The Austin American Statesman had an interesting article on what Austin cops will likely face in the coming days and years in dealing with the death of their colleague.
Unofficially, individual officers — trained to gather and analyze crime scene details — will pass around every aspect of what occurred in the events leading up to Padron's sudden and brief struggle with suspect Brandon M. Daniel.
"There's a tremendous need to find out what happened," said Laurence Miller, a Florida psychologist who works with police departments and is the author of the book "Practical Police Psychology." "You can expect a lot of micro-dissection."
One reason is, police simply want to compile information out of professional curiosity, Miller said.
But another is a sort of defense mechanism that permits officers to continue performing their work without paralyzing fear. "There's a tremendous identification factor," he said. "If I understand what happened, maybe next time I can do something about it."
I have worked in law enforcement in Central Texas for over twenty one years both as a sworn officer and as a civilian crime analyst.
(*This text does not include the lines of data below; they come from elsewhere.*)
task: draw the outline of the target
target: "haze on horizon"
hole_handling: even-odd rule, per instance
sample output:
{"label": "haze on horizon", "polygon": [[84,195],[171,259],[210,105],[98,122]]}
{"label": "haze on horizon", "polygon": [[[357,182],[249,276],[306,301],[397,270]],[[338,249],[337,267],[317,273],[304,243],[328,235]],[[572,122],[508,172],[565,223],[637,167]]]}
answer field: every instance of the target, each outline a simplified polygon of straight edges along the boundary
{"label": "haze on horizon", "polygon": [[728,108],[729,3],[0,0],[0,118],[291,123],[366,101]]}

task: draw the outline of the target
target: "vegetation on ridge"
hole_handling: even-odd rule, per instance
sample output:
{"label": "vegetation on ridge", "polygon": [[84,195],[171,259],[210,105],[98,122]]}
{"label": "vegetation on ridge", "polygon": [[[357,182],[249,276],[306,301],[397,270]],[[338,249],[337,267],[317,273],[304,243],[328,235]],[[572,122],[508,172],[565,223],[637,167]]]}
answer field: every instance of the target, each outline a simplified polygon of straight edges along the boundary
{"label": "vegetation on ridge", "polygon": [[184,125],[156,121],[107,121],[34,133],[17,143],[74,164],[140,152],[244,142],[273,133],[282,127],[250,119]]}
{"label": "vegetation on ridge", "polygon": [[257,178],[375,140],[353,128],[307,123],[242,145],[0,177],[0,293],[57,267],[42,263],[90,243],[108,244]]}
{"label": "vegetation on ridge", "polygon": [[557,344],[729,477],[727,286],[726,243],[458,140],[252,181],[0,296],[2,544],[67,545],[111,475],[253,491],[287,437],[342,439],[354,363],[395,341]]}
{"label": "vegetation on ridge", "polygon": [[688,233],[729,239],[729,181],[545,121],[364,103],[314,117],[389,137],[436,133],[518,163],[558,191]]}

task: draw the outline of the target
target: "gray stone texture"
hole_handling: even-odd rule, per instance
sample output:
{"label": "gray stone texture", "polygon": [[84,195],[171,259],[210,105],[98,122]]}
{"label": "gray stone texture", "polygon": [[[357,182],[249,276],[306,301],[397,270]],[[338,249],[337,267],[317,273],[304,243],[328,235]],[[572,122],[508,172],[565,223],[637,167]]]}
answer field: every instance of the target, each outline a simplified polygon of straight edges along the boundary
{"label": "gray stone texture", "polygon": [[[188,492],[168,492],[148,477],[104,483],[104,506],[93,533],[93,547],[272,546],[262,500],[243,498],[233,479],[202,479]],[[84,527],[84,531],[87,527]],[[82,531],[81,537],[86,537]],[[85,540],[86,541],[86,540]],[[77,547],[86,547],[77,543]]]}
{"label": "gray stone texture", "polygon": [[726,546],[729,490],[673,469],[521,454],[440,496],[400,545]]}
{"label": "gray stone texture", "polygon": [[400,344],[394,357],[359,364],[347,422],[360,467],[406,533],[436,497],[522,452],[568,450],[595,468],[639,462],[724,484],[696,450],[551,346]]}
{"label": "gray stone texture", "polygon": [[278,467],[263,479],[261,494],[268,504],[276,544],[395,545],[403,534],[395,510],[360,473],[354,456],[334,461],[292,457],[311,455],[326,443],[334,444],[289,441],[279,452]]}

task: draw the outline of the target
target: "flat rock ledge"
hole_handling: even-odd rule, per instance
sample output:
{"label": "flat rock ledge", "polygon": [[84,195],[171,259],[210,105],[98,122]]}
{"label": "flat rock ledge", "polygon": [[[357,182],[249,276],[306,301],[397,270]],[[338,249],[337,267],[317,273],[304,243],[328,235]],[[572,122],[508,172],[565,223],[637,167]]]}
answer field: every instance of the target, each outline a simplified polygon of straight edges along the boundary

I know and have worked with a number of Austin Police officers over the years as I work only about 60 miles north of Austin. I found the response on social media by officers I know in the area to be visceral.
Anytime a line of duty death occurs, especially if it's geographically close to you, you identify with the cop that got killed. You wonder how many times you have cheated death on a call. You realize that it could have happened to you. I still do even though I gave up my badge years ago when I became a crime analyst and am no longer on the streets.